8th – Nuno Espirito Santo

There isn’t much to say about this guy. We all know just how good he is. Fair enough he has the benefit of some heavy-funding, but his Wolves side have been one of the toughest opponents in the league for the last couple of years. The only thing I would say is that his side get found out when the other team sits deep and does not let Wolves play their usual game. Most recently in their heavy defeat to West Ham.

7th – Marcelo Bielsa

He is one of the most charismatic coaches in world football, and that really translates to his charismatic Leeds outfit. Some people were thinking Leeds would get relegated, others thought they might challenge for Europe. I believe they will be somewhere in between, which would I think be massively out-performing where they should be with what is in reality, nothing more than a decent squad. Don’t be surprised if we see some giant-killings and a cup run along the way. 

6th – Mikel Arteta

Perhaps I’m being slightly biased with putting him this high, because this time last year he was still an assistant coach. However, what a first year in management it’s been! He steadied the ship after the low points of Emery, secured long term deals for Aubameyang and Saka, has clearly made some excellent signings in Partey and Gabriel and even won an FA cup. But perhaps most impressively of all, he has turned this often error-prone Arsenal side into one with the best defence in the league so far! Give him the money that OGS and Lampard have, and no doubt he would get us back to our golden days.

5th – Brendan Rodgers

Rodgers right now is squeezing everything possible out of that Leicester squad. He has shown that tactically he is right up there with the best of them, and he also is a fabulous man manager and developer of youth players.

4th – Carlo Ancelotti

A man who has proven himself at top clubs time and time again. My real question mark was, what about a team where it’s not already made for you? He was linked with replacing Wenger and I wasn’t convinced he could do a rebuild job. Well, the early signs are that he has proven me wrong. Sure, he has had a lot of money to spend, but he and the board have spent it excellently. James Rodriguez in particular looks like brilliant business, a move only possible because of the mammoth reputation of the gaffer. I think Everton’s starting 11 is top quality now, the real test is how he is going to manage his rotation so that his side can challenge for the full 38 games and maybe end up back in Europe. 

3rd – Jose Mourinho

I hate to admit it, but Mourinho has done far better at Spurs than I was expecting.
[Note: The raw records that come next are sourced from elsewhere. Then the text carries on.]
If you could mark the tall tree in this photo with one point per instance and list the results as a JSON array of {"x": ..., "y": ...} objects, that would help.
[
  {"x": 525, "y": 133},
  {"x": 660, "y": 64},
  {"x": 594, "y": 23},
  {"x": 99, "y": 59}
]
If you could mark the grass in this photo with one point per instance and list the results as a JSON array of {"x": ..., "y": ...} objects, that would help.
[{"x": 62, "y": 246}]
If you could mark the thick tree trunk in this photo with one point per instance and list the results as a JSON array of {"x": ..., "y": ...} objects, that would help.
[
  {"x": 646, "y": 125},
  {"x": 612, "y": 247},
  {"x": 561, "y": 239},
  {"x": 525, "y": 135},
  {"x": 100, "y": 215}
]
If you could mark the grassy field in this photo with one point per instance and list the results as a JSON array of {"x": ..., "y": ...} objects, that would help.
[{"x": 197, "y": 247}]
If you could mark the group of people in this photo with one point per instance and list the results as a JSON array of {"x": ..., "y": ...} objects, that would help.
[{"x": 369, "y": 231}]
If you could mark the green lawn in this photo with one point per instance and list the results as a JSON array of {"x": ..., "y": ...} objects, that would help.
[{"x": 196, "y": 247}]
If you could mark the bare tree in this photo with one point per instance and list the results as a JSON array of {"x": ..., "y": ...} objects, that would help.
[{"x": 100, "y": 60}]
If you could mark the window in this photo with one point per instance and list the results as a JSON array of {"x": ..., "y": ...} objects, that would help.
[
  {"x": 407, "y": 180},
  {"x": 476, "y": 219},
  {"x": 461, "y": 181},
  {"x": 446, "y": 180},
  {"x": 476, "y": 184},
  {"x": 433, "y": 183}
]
The style of football he has been guilty of playing in the past led me to believe he would take Spurs nowhere. Ironically, they are actually one of the best attacking outfits in the league, with their defence at times letting them down. In terms of an overall career, he is perhaps deserving of 1st or 2nd place, but like I said I’m focusing on the here and now.

2nd – Pep Guardiola

Anybody who says that Pep is a poor manager because he needs to spend money has lost their marbles. Just look at the other side in Manchester for an example of how throwing money at your problems won’t always reap rewards. His side still play the best brand of football in the league. His 2nd place here is less to do with his shortcomings and more to do with the exceptional recent form shown by the guy at the top of the list

1st – Jurgen Klopp

Yeah, I don’t think anybody was expecting anything else. They have had a clear identity every since he joined the club and has spend very smartly to get the right players to fit this ideal. Do we think that Henderson is all of a sudden, a world class midfielder? Or does he just look like one because of how well he does his job for Liverpool? He ticks every box for a manager. Passionate, tactically exceptional, brilliant to watch, a great understanding of which players to buy and perhaps an unrivalled bargain-finding ability. He has turned countless unfancied prospects and turned them into world-class talents. He is the best manager in the league, and for me the best manager in the world right now.